The ability of math to model and describe a "real" situation and the intrinsic beauty of the mathematical theory are enough reason to teach mathematics, and I fail to see how math would be taught differently based on different philosophical attitudes. The derivative of a function is defined, calculated, and interpreted, in a very specific way - irrespective of whether one views a function as something "existing in the real world" or an invention of the human mind. I simply don't think it makes one iota of a difference for doing math.
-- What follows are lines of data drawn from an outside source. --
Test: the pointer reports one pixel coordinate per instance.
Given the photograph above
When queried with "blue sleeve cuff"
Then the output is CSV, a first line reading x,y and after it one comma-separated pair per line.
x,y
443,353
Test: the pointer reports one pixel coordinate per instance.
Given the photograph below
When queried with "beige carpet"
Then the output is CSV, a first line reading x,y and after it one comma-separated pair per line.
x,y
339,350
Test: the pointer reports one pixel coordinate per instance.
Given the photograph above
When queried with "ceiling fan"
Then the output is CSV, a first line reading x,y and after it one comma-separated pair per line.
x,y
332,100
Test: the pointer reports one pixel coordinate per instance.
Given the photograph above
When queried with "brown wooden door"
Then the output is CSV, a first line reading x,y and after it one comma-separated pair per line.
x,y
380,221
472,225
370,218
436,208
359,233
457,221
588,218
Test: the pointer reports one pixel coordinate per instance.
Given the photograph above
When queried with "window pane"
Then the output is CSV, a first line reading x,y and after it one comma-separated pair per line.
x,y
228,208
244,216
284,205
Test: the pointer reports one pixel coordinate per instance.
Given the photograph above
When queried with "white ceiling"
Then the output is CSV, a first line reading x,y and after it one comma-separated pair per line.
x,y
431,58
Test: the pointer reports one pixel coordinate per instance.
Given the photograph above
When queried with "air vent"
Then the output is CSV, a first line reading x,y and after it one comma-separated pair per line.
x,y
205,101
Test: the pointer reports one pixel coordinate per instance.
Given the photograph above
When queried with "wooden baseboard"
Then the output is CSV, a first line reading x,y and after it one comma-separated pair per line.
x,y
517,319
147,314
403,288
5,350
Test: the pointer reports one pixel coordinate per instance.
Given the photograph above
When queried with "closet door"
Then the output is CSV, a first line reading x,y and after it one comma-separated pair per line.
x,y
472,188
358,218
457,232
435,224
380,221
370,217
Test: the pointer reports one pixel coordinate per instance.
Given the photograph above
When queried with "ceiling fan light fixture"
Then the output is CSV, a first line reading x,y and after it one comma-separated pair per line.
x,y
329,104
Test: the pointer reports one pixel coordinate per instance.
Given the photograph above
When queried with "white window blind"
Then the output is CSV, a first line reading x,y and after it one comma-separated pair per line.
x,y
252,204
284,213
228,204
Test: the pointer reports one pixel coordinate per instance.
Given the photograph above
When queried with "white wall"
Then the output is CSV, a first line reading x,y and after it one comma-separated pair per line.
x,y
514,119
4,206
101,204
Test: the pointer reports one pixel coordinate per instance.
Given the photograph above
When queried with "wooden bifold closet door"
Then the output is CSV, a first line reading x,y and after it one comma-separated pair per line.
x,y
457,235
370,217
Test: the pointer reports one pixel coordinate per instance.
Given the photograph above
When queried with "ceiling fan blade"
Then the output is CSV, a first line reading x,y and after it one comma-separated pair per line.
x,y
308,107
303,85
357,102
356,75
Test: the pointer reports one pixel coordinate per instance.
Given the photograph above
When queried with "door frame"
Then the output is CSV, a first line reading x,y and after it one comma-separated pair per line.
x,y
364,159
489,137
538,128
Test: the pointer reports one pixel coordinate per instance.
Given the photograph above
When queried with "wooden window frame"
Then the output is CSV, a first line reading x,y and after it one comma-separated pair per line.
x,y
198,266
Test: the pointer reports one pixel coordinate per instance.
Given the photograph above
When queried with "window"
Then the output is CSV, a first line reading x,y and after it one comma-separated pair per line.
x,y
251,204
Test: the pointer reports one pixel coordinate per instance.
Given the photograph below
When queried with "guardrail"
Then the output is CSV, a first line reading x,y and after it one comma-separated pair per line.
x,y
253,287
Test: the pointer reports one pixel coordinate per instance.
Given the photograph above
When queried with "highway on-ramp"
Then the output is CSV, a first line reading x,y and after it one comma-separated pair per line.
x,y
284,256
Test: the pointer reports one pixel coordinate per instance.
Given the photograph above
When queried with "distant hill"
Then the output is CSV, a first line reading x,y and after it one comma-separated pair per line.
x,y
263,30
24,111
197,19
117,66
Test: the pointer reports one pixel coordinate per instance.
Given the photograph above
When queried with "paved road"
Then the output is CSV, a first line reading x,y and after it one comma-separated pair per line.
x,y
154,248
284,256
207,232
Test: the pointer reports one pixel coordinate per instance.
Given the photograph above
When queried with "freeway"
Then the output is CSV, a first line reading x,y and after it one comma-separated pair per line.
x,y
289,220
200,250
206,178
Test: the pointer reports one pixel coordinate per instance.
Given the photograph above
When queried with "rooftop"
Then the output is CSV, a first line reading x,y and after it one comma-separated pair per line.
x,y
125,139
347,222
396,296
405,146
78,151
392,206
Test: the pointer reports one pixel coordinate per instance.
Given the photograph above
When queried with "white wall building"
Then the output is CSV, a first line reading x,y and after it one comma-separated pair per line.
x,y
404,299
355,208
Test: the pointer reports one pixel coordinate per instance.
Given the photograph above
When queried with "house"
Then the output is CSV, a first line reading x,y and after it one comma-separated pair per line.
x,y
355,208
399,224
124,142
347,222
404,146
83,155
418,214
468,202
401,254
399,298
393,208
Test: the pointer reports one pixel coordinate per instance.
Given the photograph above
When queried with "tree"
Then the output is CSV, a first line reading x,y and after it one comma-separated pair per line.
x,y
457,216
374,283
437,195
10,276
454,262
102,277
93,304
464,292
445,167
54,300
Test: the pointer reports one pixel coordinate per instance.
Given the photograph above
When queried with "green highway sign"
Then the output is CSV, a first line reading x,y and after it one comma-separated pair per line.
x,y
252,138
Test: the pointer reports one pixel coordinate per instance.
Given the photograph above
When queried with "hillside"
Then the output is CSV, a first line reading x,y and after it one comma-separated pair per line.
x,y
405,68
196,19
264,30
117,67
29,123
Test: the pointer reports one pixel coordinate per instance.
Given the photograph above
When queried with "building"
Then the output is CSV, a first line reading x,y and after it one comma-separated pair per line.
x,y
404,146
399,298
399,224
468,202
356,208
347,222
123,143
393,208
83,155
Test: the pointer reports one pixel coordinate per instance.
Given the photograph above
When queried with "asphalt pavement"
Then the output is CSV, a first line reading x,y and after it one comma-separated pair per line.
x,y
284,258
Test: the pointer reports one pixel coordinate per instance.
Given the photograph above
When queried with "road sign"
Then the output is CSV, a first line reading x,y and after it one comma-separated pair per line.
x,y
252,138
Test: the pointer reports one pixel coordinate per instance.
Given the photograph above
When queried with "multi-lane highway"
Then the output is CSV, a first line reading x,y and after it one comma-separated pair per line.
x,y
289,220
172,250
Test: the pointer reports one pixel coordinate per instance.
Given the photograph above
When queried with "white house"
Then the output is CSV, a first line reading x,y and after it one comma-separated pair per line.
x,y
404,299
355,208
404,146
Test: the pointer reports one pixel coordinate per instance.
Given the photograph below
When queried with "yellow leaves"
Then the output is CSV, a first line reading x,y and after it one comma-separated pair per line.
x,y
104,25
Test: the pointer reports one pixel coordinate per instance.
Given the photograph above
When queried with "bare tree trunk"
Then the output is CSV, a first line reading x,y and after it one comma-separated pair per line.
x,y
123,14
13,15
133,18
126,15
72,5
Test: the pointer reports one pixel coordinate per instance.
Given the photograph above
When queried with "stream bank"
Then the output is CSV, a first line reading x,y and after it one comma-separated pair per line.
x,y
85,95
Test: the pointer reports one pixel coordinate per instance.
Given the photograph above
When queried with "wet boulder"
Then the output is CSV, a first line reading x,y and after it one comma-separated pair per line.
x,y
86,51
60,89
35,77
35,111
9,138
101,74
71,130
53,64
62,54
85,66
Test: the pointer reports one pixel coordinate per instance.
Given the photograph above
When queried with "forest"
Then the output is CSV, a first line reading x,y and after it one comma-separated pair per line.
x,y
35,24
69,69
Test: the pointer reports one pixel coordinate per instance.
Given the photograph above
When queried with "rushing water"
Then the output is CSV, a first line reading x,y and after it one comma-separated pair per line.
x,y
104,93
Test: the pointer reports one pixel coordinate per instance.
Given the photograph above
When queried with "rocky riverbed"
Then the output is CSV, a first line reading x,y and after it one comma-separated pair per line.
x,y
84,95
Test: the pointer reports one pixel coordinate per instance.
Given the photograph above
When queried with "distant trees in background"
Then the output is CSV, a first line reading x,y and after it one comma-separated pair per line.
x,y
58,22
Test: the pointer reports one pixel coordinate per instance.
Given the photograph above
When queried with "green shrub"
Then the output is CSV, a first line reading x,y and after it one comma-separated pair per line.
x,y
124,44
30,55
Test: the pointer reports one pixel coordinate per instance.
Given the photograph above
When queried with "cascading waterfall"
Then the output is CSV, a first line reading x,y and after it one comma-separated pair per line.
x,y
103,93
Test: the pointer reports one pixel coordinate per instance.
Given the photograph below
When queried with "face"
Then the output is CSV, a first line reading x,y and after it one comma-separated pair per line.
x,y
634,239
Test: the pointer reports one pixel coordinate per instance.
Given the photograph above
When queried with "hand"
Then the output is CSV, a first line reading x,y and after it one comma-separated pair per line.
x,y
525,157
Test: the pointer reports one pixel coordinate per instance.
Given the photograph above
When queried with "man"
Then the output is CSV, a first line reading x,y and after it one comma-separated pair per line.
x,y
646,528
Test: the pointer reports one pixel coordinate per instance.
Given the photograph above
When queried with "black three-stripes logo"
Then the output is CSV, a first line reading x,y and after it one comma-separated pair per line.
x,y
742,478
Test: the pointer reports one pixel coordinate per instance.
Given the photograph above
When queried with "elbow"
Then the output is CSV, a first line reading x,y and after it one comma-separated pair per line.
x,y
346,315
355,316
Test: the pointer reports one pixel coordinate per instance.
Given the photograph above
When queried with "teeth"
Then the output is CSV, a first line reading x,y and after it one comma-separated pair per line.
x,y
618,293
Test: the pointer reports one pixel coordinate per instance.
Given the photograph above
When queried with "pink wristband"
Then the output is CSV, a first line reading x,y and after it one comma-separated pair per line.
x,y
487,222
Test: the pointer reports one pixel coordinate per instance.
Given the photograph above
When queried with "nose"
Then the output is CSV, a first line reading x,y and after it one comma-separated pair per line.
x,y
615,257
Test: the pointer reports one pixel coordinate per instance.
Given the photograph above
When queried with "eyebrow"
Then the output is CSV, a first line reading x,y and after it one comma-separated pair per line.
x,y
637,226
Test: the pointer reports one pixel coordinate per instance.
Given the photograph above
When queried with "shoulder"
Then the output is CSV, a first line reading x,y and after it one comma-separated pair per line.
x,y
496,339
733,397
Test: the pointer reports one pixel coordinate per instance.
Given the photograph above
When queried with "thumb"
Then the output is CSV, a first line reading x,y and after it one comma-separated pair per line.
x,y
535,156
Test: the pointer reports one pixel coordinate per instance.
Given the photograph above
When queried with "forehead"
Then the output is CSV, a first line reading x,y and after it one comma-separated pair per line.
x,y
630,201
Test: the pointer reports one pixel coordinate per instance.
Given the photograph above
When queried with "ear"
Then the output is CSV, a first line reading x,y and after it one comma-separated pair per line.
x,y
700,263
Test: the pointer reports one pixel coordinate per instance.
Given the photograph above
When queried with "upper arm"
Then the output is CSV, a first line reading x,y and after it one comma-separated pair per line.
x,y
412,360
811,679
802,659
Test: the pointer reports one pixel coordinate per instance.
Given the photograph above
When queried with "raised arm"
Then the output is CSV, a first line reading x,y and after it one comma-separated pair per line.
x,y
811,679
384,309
I am so woefully underequipped, but I'll take a stab at explaining (just explaining, not defending or trying to persuade; iow I'm just trying to explain the what without much in the way of the why):

 

If I am understanding you correctly, the natural world works as it works, whatever the answers to the Big Questions of life. No matter what the answer to the Big Questions, nothing about the natural world would be remotely different. So how in the world do answers to the Big Questions have anything to do with math, or teaching math? Because the Big Questions have nothing to do with the natural world, they can have nothing to do with learning about the natural world, or teaching about the natural world, so they can have nothing to say about math, or the teaching of math.

 

The thing is, the idea that the natural world is separable from the philosophical/metaphysical/supernatural realm - that's a relatively recent idea, and is far from universal. It's actually quintessentially modern; the physical and metaphysical were united in pre-modern thought, and post-modern thought is trying to figure out ways to re-unify them (albeit in very different ways from pre-modern thought). I can't explain the whys or wherefores of why people reject the strict separation of the physical and metaphysical here, not so it would help, but for the purposes of the discussion, accept that such people exist (and generally includes those who are seeking truth/goodness/beauty), people who think the answers to the Big Questions of life are inseparable from the nuts and bolts of *living* that life. (And historically there's nothing weird at all about that - modernism's separation is the outlier.)

 

In which case, for them, *everything* about life is impacted and informed by those Big Questions. And part of the everything is education, and part of that is math. It's not so much needing to have detailed answers to abstract math philosophy issues to teach math, but that one's overall philosophy of life narrows the scope of what schools of math philosophy are compatible and which ones aren't, *and* that philosophical questions and their answers are seen as explaining the nature of the natural world, too. In this view *all* ways of teaching math have some underlying assumption about the philosophical nature of math (and wrt teaching, additional assumptions about the nature of man, and the purposes of education), because it's unavoidable (physical and metaphysical truth are intertwined, not separate) - and you want to find the ways that are compatible with your views.

 

ETA: I think it's a common belief today that for a given set of answers to the Big Questions to be valid, nothing in them can go against scientific fact.  Historically, that went the other way, too - physical truth and philosophical truth needed to be in harmony, and just as physical truths could point out philosophical falsities, philosophical truths in turn could point out physical falsities.  For them, just as the natural world limits what can be philosophically true, the philosophical realm limits what can be physically true.  Sounds weird to modern ears, but it's a basis for thinking the Big Questions have direct impact on something as apparently mundane as teaching math.

 

ETA2:  And really, modernism's position that philosophical truths don't impact the natural world is a *philosophical* position ;), one that does indeed limit what can be physically true.